2 Bereits mit Bescheid vom 19. März 2019 hatte das Bundesamt für Fremdenwesen und Asyl (BFA) ausgesprochen, dass dem Revisionswerber kein Aufenthaltstitel aus berücksichtigungswürdigen Gründen gemäß § 57 AsylG 2005 erteilt werde, gegen ihn gemäß § 10 Abs. 2 AsylG 2005 iVm § 52 Abs. 1 Z 1 FPG eine Rückkehrentscheidung erlassen, gemäß § 52 Abs. 9 FPG festgestellt, dass seine Abschiebung nach Ägypten zulässig sei, und gemäß § 55 FPG eine zweiwöchige Frist für die freiwillige Ausreise gewährt.
3 Die gegen diesen Bescheid erhobene Beschwerde hatte das Bundesverwaltungsgericht mit Erkenntnis vom 29. April 2019 als unbegründet abgewiesen, die außerordentliche Revision wurde vom Verwaltungsgerichtshof mit Beschluss vom 22. August 2019, Ra 2019/21/0178, zurückgewiesen.

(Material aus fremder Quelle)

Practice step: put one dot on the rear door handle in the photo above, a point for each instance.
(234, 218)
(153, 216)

4 Der Revisionswerber reiste nicht aus, sondern stellte am 23. August 2019 einen Antrag auf Erteilung eines Aufenthaltstitels nach § 55 AsylG 2005. Dieser Antrag wurde vom BFA mit Bescheid vom 3. April 2020 abgewiesen. Unter einem wurde gemäß § 10 Abs. 3 iVm § 52 Abs. 3 FPG eine Rückkehrentscheidung erlassen, gemäß § 52 Abs. 9 FPG festgestellt, dass die Abschiebung nach Ägypten zulässig sei, gemäß § 55 Abs. 4 FPG keine Frist für die freiwillige Ausreise gewährt und gemäß § 53 Abs. 1 iVm Abs. 2 Z 6 FPG ein Einreiseverbot in der Dauer von zwei Jahren erlassen. Einer Beschwerde gegen die Rückkehrentscheidung wurde gemäß § 18 Abs. 2 Z 1 BFA-VG die aufschiebende Wirkung aberkannt.
5 Die gegen diesen Bescheid erhobene Beschwerde wies das Bundesverwaltungsgericht mit dem angefochtenen Erkenntnis als unbegründet ab.
6 Es stellte den eingangs wiedergegebenen Verfahrensgang fest. Darüber hinaus stellte es zur Person des Revisionswerbers fest, dass er in Ägypten eine mehrjährige Schulbildung absolviert habe und im Fall seiner Rückkehr sein Studium fortsetzen oder am ägyptischen Arbeitsmarkt Fuß fassen könne. Seine Eltern und seine Schwester lebten in Ägypten, sein Bruder, der mit einer Österreicherin verheiratet sei, in Österreich. Der Revisionswerber erhalte Geld von diesem Bruder, ebenso von seinen Eltern; diese Zahlungen würden ohne eine Verpflichtung geleistet. Zur Höhe der Geldbeträge habe er unterschiedliche Angaben gemacht: Im Antrag von 23. August 2019 habe er „Freiwillige Unterstützung durch Familie (Bruder im Inland, Eltern im Ausland) € 833“ angegeben, bei seiner Einvernahme sei von „Unterstützung durch meinen Bruder und meine Eltern [...] rund € 500 - € 600 im Monat von beiden zusammen“ die Rede gewesen und schließlich in der Beschwerde von insgesamt rund € 900,-- monatlich.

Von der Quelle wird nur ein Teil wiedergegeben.